人が本能のままに生きている段階から、さまざまな『覚り』の段階を経て、究極のさとりに至る道を10段に分類して説明している。

旅立ちの式をすませてこれから御仏をめざして出発しますが、一体、いくつの宿場を馬で乗り継いで行けば、目指す所へ到着できるのでしょう。御仏は明らかにこれを説いておられます。すなわち十か所で乗り継げば、目指す金剛の道場(最高の覚りの境地)に着けるのです。



第一、本能のままに生きる心

善悪を知らず欲望のままに生きている段階。

凡夫は狂い酔っていて、自分の非をさとりません。ただ性欲と食欲だけを思っているところは、丁度あの牡羊(おひつじ)と同じです。



第二、人の道に目覚めて、道徳に従って生きる心

子どものように愚かだが、徐々に「善」に目覚める段階。

外からの色々の因縁によって、ふと節食して、他人に施そうとする心が芽生えます。丁度、穀物の種子が、水や光を得て芽生えるようなものです。



第三、神や天を仰いで生きていく心

仏教以外の諸宗教を信じる人々は、最後には天(極楽浄土)に生まれることを理想として生活し、それによってしばしの安楽といこいを得ているのです。丁度、何もわからぬ赤子が母親の腕の中にいたり、子牛が母牛と一緒にいる時と同じで、まさにつかの間の安らぎです。

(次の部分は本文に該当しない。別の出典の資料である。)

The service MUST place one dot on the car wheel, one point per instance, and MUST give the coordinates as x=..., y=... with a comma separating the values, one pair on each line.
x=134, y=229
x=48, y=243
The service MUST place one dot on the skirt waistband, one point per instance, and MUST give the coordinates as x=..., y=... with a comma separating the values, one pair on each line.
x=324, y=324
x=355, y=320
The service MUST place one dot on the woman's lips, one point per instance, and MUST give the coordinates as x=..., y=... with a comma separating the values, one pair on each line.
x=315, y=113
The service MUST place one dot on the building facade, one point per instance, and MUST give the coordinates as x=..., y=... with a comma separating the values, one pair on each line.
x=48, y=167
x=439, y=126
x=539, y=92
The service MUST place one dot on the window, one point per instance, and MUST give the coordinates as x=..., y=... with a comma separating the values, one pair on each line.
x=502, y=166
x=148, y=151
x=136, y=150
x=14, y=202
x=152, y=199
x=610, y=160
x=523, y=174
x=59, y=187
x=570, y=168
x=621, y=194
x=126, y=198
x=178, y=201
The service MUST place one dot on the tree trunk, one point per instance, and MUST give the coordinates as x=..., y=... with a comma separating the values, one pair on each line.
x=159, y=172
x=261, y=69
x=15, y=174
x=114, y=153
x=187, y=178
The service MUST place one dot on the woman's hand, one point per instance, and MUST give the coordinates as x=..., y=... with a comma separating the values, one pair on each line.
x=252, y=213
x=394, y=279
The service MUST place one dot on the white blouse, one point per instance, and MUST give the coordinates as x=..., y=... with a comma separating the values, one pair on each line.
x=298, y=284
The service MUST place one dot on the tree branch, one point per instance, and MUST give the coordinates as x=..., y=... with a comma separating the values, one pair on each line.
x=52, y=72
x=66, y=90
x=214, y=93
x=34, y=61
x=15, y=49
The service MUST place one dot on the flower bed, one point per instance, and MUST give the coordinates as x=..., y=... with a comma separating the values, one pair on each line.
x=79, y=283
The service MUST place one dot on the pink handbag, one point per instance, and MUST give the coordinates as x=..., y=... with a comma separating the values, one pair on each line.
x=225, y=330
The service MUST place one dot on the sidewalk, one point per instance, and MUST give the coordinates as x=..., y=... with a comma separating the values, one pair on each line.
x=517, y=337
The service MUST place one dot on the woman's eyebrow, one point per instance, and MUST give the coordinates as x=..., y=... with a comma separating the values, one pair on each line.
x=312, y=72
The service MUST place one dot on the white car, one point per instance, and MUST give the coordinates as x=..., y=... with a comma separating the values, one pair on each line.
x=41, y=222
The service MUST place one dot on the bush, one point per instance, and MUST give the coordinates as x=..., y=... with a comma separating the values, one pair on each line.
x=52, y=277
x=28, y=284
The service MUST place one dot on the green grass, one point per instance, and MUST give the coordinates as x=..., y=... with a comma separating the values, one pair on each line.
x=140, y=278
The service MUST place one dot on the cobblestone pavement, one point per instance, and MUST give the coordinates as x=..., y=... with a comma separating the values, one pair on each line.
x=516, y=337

第一から第三の段階までは、苦しみの闇から抜け出ることはできない。


第四、(小乗仏教)声聞乗の心

すべては五蘊による仮の姿であり、「われも無い」と信じる。

小乗仏教に入って、※実我とか霊魂とか、神話の神は否定しますが、五蘊等の諸法は存在すると理解します。「法華経」で羊車にたとえられる仏教が、すべてこれに相当します。

※実我…アートマン、インド哲学で人間の自我の中心にあるものを認め、神から与えられたものと受け取っていたが、仏教ではこれを認めず、反対の無我を説く。

良い話を聞いた時だけでなく、日常の些細なことからも覚りを得るが、覚りはすぐに消えてしまう。



第五、小乗の縁覚乗の心

縁起」の法に目覚める段階。

十二因縁という考えを修していけば、煩悩は根っこから抜き去られて、業に左右される人生から解放されて、無言のうちに、阿羅漢という聖者の位に達することができます。

心身の状態が悪くなるとすぐに気づくため、悪くなった原因(煩悩)を取り除くことができる。




第六、(これ以降が大乗仏教となる)法相宗の心

自分自身の覚りから、「他人のため」「社会のため」に覚りを開こうと進む。

大乗の菩薩道」に目覚める段階。

縁のない多くの人々に対してまで慈悲の心をおこします。すべての外界の事象は自分の心に影った(うつった)映像のごときものと受け止めて、あらゆる囚われを除きます。これすなわち唯識という教えで、法相宗の心です。



第七、三論宗の心

」と「」の瞑想を修する。文殊菩薩に祈り、般若の智慧をめざす。

不生・不滅・不断・不常などの八不中道を修することによって、極端な見方を離れ、仏教本来の中道に立ち、さまざまの誤った見方を断ち切って、ただひたすら空を観じると、心の本源が空寂となり、すべてが無相(現象的なものをすべて離れた境地)になって安楽になります。


第八、天台宗の心

「不二法門」。本来、すべては一であり、不浄はなく清浄である。

大宇宙の構成を覚る(神の意識が目覚める)


天台の教えを修行すると、この世のすべての現象は一つにまとめられ、みな本来、清浄であり、外界の事象も、それを観ずる智慧も融け合って一つのものになっています。この受け止め方を知っているのは顕教の毘盧遮那仏です。



第九、華厳宗の心

普賢菩薩のさとりの世界であり、輝かしい華厳の世界

素晴らしい大宇宙に生きている実感を得る。すべてが『感謝』の世界。

一般的には水と波とは別のものと見えているが、水には自性がなく、風が吹くことによって波が立つわけで、実は、水と波とは同じものだと言うことが分かります。

しかし、この華厳の教えも、究極の悟りとは言えないのです。如来(みほとけ)のいましめを受けて更に次に進んでいくのです。



第十、真言密教の心

胎蔵・金剛曼荼羅の世界。「わが身に無数の如来あり、これ賢劫の千仏なり

顕教の教えは、宝の箱の塵を祓うような効用しかありません。真言密教にこそ宝の庫を開き、中の秘宝が広げられて、如来(みほとけ)の徳をこの身に体得することができるのです。

(阿字観の瞑想によって)密教の世界に入ると、無明の闇は破り捨てられ、自分自身が(密教の正当の後継者)『金剛さった』であることを自覚する。



諸天尊と一体化する

三密で真言を唱えると、曼荼羅の諸天尊がさとりの境界に並んでいるのが見える。


煩悩を菩提心に変える

煩悩がある時には、不動明王と一体化すれば、不動明王が悪魔をにらみつけて煩わしさが消え失せて安らかになる。

貪瞋痴の煩悩で悩みの闇にある時には、(一体化した)降三世明王が三度叱りつければ、三毒(貪瞋痴)が消えて無明にもとづく煩わしさが枯れて静かになる。


小欲を大楽に変える

(一体化した)八供養の天女たちは、仏となった自分自身に広大な供物を供えて讃える。

(一体化した)四波羅蜜菩薩という禅定女たちは、敵悦(エクスタシー)という法楽を与えてくれる。

密教の境地は、人間の心の奥底(秘めた部分)の境涯ですから、秘密の秘密であり、覚りの中の覚りというべきです。